Materials and Methods

Participants

The process of recruitment and participation is shown in Figure 1. Participants were recruited from the first class in a 10-week group singing course run through the 50+ Program at Ryerson University; interested participants came into the lab to undergo eligibility testing that week. Fifty three participants were screened (8 didn’t meet eligibility criteria), 45 participants enrolled (9 withdrew from the study), and 36 participants completed choral training and all test sessions. Two participants were rejected as audiometric outliers, so the final analysis included 34 choir singers.

FIGURE 1

Flow chart showing recruitment and participation of study participants.

Flow chart showing recruitment and participation of study participants. Thirty-four choir participants (31 female), aged 54–79 (mean age = 67.6, standard deviation [SD] = 6.1 years) underwent pre-testing data collection during the first week of the choir and post-testing data collection following the final choir class. Peripheral hearing loss was measured by an in-lab audiometric assessment at standard test frequencies between 0.25 and 8 kHz; average peripheral hearing loss ranged from 9.7 to 45.3 dB HL (mean = 23.1, SD = 9.9 dB HL). Participants were pre-screened to ensure that they did not have any neurological conditions and did not use assistive technology (e.g., hearing aids; see Figure 1). Twenty-nine age- and audiometrically matched do-nothing control participants (26 female) aged 60–76 (mean age = 67.7, SD = 4.9 years) were recruited through the Ryerson University Hearing Database.
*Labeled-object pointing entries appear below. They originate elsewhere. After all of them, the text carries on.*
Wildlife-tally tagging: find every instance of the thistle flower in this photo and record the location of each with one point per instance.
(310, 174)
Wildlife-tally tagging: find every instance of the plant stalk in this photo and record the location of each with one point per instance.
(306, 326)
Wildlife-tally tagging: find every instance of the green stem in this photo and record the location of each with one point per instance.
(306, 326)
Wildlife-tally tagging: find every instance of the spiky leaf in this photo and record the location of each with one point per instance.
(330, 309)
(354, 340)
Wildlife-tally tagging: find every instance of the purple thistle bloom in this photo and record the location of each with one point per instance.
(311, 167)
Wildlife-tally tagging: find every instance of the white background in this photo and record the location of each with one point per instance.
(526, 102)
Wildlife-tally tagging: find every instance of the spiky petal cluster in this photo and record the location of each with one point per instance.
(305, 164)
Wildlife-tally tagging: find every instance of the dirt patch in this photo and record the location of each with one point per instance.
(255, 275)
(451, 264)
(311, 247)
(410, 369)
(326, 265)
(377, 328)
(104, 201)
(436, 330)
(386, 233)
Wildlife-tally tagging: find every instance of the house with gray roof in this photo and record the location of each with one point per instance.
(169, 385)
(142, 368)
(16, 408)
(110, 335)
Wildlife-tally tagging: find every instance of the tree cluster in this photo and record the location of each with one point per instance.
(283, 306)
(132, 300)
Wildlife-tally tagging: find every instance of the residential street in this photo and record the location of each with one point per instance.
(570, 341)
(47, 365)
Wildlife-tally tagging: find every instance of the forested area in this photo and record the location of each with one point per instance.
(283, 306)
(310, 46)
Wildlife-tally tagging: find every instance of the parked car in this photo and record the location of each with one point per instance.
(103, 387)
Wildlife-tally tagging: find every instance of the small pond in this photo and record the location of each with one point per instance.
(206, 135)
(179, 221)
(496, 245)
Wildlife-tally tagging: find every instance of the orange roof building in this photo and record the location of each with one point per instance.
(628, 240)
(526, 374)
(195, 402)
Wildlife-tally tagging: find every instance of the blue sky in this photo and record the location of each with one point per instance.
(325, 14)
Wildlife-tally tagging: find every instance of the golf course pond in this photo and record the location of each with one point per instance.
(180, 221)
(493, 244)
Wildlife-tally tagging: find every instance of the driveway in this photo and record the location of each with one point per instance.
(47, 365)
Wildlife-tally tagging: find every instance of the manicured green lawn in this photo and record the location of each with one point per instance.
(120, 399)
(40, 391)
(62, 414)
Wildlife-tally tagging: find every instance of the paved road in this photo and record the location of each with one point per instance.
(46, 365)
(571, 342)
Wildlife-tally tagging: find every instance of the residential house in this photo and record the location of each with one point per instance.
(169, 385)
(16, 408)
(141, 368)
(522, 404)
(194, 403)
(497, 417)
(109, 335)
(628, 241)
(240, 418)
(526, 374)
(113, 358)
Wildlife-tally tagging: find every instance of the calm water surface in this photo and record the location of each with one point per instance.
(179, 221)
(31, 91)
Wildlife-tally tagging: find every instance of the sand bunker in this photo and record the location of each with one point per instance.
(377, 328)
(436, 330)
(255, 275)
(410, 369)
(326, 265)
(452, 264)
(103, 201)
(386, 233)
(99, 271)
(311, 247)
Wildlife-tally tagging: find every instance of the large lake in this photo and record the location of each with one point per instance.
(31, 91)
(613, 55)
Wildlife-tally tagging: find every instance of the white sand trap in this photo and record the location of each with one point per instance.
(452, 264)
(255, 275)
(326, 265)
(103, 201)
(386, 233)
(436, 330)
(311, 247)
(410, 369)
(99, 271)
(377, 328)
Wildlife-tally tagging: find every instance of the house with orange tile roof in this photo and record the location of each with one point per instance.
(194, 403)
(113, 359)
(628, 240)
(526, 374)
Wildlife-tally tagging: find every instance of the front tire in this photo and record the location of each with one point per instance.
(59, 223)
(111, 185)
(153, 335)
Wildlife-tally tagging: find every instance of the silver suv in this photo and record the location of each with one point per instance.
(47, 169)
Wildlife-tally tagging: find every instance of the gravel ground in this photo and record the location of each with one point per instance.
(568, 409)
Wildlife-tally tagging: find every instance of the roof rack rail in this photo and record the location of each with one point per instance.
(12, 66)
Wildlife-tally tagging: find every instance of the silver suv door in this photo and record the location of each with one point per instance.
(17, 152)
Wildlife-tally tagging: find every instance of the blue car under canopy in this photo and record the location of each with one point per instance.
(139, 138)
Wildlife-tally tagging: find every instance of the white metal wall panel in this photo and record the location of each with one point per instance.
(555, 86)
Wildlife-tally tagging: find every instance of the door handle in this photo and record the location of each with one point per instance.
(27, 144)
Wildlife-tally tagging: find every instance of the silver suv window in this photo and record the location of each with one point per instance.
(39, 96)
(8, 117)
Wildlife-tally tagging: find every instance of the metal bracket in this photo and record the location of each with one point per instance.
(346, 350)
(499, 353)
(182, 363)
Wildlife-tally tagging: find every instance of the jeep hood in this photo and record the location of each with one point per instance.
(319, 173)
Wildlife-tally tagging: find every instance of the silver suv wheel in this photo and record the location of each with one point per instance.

Control participants’ average peripheral hearing loss ranged from 10.6 to 47.5 dB HL (mean = 24.1, SD = 10.3 dB HL); average pure-tone thresholds for both groups are shown in Figure 2. Groups were matched for the duration of time between test sessions, and there were no group differences in previous musical experience, as indexed by years of formal musical training. Informed consent was obtained from each volunteer prior to their participation in the study, in accordance with the Ryerson Research Ethics Board guidelines (REB 2013-128).

FIGURE 2

Average bilateral pure-tone thresholds at standard test frequencies up to 8 kHz for participants in the choir singing class and the do-nothing control group. Error bars represent 95% confidence intervals around the means.

Study Design

Each choir participant (n = 34) visited the lab for a pre-training assessment that took approximately three hours, during which time they completed several questionnaires and auditory and cognitive assessments, and underwent an EEG during presentation of repeated auditory stimuli. Choir-singing participants took part in weekly 2-hour group choral sessions over the course of 10 weeks, during which time they received pitch training and vocal direction in an open and encouraging environment. In addition to the weekly group choir sessions, participants were assigned weekly individual online musical and vocal training exercises (up to 1 hour weekly). This training consisted of pitch discrimination and vocal production exercises designed to target and improve the participants’ abilities to perceive and produce small changes in pitch (Theta Music Trainer)[1]. After 10 weeks of choir participation and online musical training, each choir participant returned to the lab for a post-training assessment that lasted approximately 2.5 hours. During this session, participants completed different versions of the original assessments, and underwent a post-training EEG of during auditory stimulus presentation. To account for possible differences in version difficulty within the matched behavioral tasks, participants were assigned one of four possible counterbalanced configurations of assessments. The do-nothing control group (n = 29) underwent the same battery of pre- and post-testing, with 8–10 weeks between data collection sessions, but did not receive any active training during this time. The inclusion of this control group in the analysis intended to account for any practice effects within the repeated measures, enabling a controlled examination of the unique effects of the musical intervention on experimental outcomes.

Experimental Procedure

Apart from the questionnaires, all assessments were completed in an Industrial Acoustics Company (IAC) double-walled sound-attenuating booth. Computerized assessments were presented using a Mac mini (Apple, 2010), with visual components of the experiment presented on a 24′′ Acer LCD display (Acer X243w, 1920 × 1200) placed at eye level approximately 0.5 m in front of the participant. Audiometric testing and FFR auditory stimuli were administered through binaural foam insert headphones (Electro-Medical Instruments, 3A) connected to a GSI 61 Clinical Audiometer (VIASYS Healthcare). All other auditory assessments were administered binaurally through Koss SB40 headphones at approximately 70 dB SPL. Before the experiment began, participants were familiarized with task requirements and response methods for each assessment. Participants were monitored throughout the data collection session.

Questionnaires

After signing the consent form and going over experimental expectations and volunteer rights, participants were given background and music history questionnaires. These elicited demographics and medical history, and years of formal musical training.

Auditory Measures

Speech-in-noise perception: signal-to-noise ratio (SNR)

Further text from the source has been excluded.